Canister stoves use threaded isobutane-propane fuel canisters — the small green-and-white containers found at any outdoor retailer. They're light, easy, and fast to deploy, but they have two real limitations: cold-weather performance suffers below freezing as canister pressure drops, and high-altitude performance suffers above roughly 10,000 feet for the same reason. A pressure regulator (Soto Amicus, Jetboil Flash) compensates for both problems by maintaining consistent fuel flow regardless of canister conditions; non-regulated stoves (PocketRocket 2, BRS-3000T, LiteMax) work fine at moderate altitude in mild weather but suffer in extremes.

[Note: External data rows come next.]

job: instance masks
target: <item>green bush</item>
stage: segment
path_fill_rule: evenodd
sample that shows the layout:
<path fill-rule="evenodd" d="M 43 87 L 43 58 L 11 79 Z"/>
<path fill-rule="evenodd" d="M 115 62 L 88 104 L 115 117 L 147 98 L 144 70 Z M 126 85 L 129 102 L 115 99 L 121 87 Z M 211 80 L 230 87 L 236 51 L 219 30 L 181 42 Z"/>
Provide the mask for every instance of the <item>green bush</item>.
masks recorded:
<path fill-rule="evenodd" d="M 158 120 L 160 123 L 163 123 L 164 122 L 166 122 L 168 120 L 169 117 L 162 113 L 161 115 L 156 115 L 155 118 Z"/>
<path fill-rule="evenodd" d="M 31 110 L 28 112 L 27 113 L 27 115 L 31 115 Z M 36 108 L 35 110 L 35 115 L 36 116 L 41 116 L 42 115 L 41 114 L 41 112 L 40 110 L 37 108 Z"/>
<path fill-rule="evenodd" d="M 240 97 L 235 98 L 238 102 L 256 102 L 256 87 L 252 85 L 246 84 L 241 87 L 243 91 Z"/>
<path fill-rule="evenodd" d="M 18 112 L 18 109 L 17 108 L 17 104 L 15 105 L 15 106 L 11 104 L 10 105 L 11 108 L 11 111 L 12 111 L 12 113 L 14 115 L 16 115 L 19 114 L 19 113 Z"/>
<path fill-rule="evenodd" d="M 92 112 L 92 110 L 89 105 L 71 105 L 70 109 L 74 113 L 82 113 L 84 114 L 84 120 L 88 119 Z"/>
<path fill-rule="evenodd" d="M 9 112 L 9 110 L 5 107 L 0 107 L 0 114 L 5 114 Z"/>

Liquid fuel stoves (MSR WhisperLite Universal) burn white gas, kerosene, or unleaded gasoline from a refillable bottle and a fuel pump. They work in extreme cold and at any altitude because there's no pressure-driven pressure drop. They're heavier, take 60-90 seconds to deploy through a priming process, and require occasional field maintenance — but they do what canister stoves can't.

Integrated cooking systems (Jetboil Flash) bundle the burner, pot, windscreen, and fuel into a single self-contained unit. They're the fastest stoves at boiling water — the Flash hits 1L in 100 seconds — but the integrated cup limits cooking to boil-only use. For freeze-dried meals and coffee, they're unmatched; for real cooking, they're the wrong tool.

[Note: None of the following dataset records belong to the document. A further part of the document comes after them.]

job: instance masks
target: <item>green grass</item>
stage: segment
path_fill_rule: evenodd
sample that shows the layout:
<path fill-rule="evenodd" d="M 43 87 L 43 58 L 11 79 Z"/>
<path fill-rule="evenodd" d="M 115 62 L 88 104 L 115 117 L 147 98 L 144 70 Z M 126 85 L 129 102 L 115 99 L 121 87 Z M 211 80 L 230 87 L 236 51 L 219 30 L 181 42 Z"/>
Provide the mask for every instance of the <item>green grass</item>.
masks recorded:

Two-burner stoves (Camp Chef Everest, Coleman Triton) are the car-camping category — 12+ pounds of stove on legs that fold for transport. They run off 1lb propane canisters or larger refillable tanks, output BTU comparable to home gas ranges, and let you cook anything you'd cook at home. They're irrelevant on foot but definitive at camp.

BTU ratings tell you raw heat output but not real-world performance. A 10,000-BTU stove with a heat exchanger (Jetboil) outperforms a 30,000-BTU open-flame stove for boiling water; a 20,000-BTU two-burner with poor wind protection underperforms a 10,000-BTU stove with good windscreens in actual conditions. Boil time at known conditions is the better metric: the PocketRocket 2 and Soto Amicus boil 1L in 3.5 minutes, the Jetboil Flash in 100 seconds, the BRS-3000T in 3.5 minutes with no wind, the LiteMax in 4.5 minutes. Below: eight stoves tested across canister, liquid fuel, integrated, and two-burner categories.

The Short List

Editor's Pick

MSR PocketRocket 2

MSR PocketRocket 2 — camp stoves pick.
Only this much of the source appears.